Berufs- und Studienorientierung (BSO)

Förderung der Ausbildungsreife
 
Vor dem Hintergrund gesellschaftlicher und ökonomischer Veränderungen ergibt sich für Schulen die Notwendigkeit, neue Berufsorientierungskonzepte zu entwickeln, die den Schülern den Einstieg in die Berufs- und Arbeitswelt erleichtern und sie in die Lage versetzen – selbstbestimmt in realistischer Einschätzung der eigenen Fähigkeiten und Kompetenzen – berufliche Entscheidungen zu treffen.
 
Ziel des Berufsorientierungsprozesses ist es, die Verantwortlichkeit der Jugendlichen für ihre Berufswahl zu stärken, damit sie aktiv an der Entscheidung für einen Beruf und der Vermittlung in eine Ausbildung mitwirken können.
 
Mit Blick auf diese Ziele und in Anlehnung an die landesweite Strategie zur Optimierung der lokalen Vermittlungsarbeit bei der Schaffung und Besetzung von Ausbildungsplätzen in Hessen (OloV) hat die Albrecht-Dürer-Schule die laut Erlass vorgeschriebenen Maßnahmen (u.a. je ein 14-tägiges Betriebspraktikum in den Kooperationsklassen der Jahrgangsstufe 8, den Haupt- und Realschulklassen der Jahrgangsstufe 9 sowie den 8. Gymnasialklassen) und die bereits bestehenden Aktivitäten in einem schulinternen fächer- und schulformübergreifenden Berufsorientierungskonzept für die Jahrgangsstufen 7 – 10 sowie für die Sek. II weiter ausgebaut. Die Vermittlung von arbeitsweltbezogenen Inhalten ist somit im Lehrplan verankert.
 
Die Berufsorientierung beginnt mit der Einführung des Berufswahlpasses in den Kooperationsklassen der Jahrgangsstufe 7, der die Schüler bis zur Jahrgangsstufe 10 als Portfolio (Lerntagebuch) begleitet. Ergänzt wird der Berufswahlpass durch unterschiedliche Kompetenzfeststellungsverfahren (KomPo7, Berufsparcours, Berufsnavigator, KomPo9) in den verschiedenen Jahrgangsstufen, die den Schülern helfen sollen, ihre eigenen Fähigkeiten, ihre Stärken und Schwächen zu erfahren und einzuschätzen.

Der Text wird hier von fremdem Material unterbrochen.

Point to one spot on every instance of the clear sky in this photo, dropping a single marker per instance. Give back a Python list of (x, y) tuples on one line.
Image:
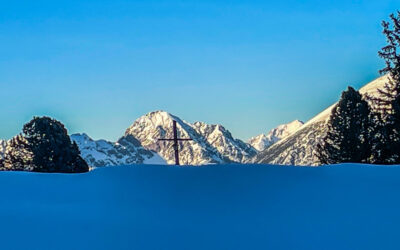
[(249, 65)]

Die Zusammenarbeit mit externen Partnern (z.B. Unternehmen und Betriebe der Region, Agentur für Arbeit, Kammern, Hochschulen, weiterführenden Schulen) bietet vielfältige Unterstützungsmaßnahmen.
Hervorzuheben wäre hierbei da s von der Stadt Weiterstadt ins Leben gerufene Netzwerk Ausbildung, in dessen Rahmen ehrenamtlich tätige Paten Schüler ab Jahrgang 8 im Berufsorientierungsprozess und Übergang Schule-Beruf begleiten.
 
Seit Beginn des Schuljahres 2010/11 besteht des Weiteren eine Kooperationsvereinbarung mit dem Berufsbildungs- und Technologiezentrum Weiterstadt der Handwerkskammer Frankfurt-Rhein Main.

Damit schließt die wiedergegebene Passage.